Eligibility Requirements

Full-time student with sophomore standing or higher

Funding Amount Available

Awards start at $5,000 per academic year and are capped based on expected annual income

Income Share Rate Range

0.2% to 0.5% of earnings for every $1,000 of funding

Payment Term Range

80 to 116 months

Maximum Payment

2.5x aggregate funding amount

Minimum Income Before Payment Required

$20,000 annually

University of Utah

The Invest in U pilot ISA program is available to seniors with one of 18 qualifying majors — including those related to engineering, education, business, and nursing. ISA recipients repay a flat 2.85% of earnings regardless of their major.
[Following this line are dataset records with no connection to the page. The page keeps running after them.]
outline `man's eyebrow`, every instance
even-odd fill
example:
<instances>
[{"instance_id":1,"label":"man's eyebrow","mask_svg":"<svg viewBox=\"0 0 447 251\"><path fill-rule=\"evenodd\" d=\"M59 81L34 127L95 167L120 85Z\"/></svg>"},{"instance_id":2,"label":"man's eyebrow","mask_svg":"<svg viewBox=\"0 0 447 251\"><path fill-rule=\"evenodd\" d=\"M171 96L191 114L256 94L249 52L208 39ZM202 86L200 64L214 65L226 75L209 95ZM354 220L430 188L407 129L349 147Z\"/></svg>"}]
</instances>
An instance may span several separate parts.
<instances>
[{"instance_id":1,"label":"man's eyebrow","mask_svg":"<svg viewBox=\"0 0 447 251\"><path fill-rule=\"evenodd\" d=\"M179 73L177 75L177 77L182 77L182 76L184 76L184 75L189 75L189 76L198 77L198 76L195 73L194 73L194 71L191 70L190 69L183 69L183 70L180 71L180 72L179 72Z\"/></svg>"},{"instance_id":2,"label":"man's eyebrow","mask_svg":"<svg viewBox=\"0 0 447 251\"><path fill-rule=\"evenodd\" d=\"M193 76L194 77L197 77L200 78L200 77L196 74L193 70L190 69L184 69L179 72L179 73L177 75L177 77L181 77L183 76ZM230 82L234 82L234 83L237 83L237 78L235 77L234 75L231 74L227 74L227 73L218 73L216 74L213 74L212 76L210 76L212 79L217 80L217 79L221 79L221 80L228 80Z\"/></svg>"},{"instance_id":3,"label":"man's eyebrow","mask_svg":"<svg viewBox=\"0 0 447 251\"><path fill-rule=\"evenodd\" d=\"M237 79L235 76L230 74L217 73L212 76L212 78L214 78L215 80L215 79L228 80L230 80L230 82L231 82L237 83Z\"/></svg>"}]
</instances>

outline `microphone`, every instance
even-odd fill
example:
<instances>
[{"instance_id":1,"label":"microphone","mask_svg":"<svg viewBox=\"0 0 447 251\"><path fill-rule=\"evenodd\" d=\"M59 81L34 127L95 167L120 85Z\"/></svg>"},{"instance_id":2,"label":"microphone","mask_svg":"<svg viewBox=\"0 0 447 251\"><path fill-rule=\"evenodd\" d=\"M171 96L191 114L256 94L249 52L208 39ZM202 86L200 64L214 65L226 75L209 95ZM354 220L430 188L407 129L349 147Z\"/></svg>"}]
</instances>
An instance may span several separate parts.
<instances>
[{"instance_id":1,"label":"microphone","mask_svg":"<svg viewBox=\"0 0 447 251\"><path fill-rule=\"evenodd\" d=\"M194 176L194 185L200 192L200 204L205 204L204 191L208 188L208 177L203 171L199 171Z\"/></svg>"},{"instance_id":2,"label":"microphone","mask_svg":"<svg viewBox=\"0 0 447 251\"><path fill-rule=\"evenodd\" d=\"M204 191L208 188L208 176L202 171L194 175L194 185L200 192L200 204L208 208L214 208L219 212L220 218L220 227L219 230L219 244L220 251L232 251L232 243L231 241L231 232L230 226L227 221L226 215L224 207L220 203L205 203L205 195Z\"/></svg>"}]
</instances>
However, the required payment period is determined by major. Payment terms are up to 79 months for engineering graduates but are as long as 127 months for education-related majors and other professions with lower expected earnings. Most other qualifying majors receive a 98-month payment term. For those whose earnings are consistent with national averages for their degree, the ISA option may be slightly cheaper than a Parent PLUS Loan if the payment period is 79 or 98 months. However, those with the 10-plus year ISA term will likely only save money vs. a loan if their earnings are lower than expected.

Eligibility Requirements

Full-time undergraduate students within a year of completing their degree

Funding Amount Available

$3,000 to $10,000

Income Share Rate Range

2.85% of earnings

Payment Term Range

Up to 127 months

Maximum Payment

2x aggregate funding amount

Minimum Income Before Payment Required

$20,000 annually

ISA Program Details Matter

If Parent PLUS Loans are not available and Direct Unsubsidized Loans don’t provide enough financing, a student may want to consider an ISA if offered. Especially if they are unable to obtain a cosigner for a private loan. ISAs do not require cosigners. The choice between an ISA and a private loan is more complicated. The right decision turns on the interest rate and repayment term of the private loan, the payment cap, income share percentage, and payment period of the ISA, as well as future income scenarios.

When comparing ISA programs, calculate the income percentage per $1,000 in funding received. It may also be helpful to multiply this figure by the length of the payment term.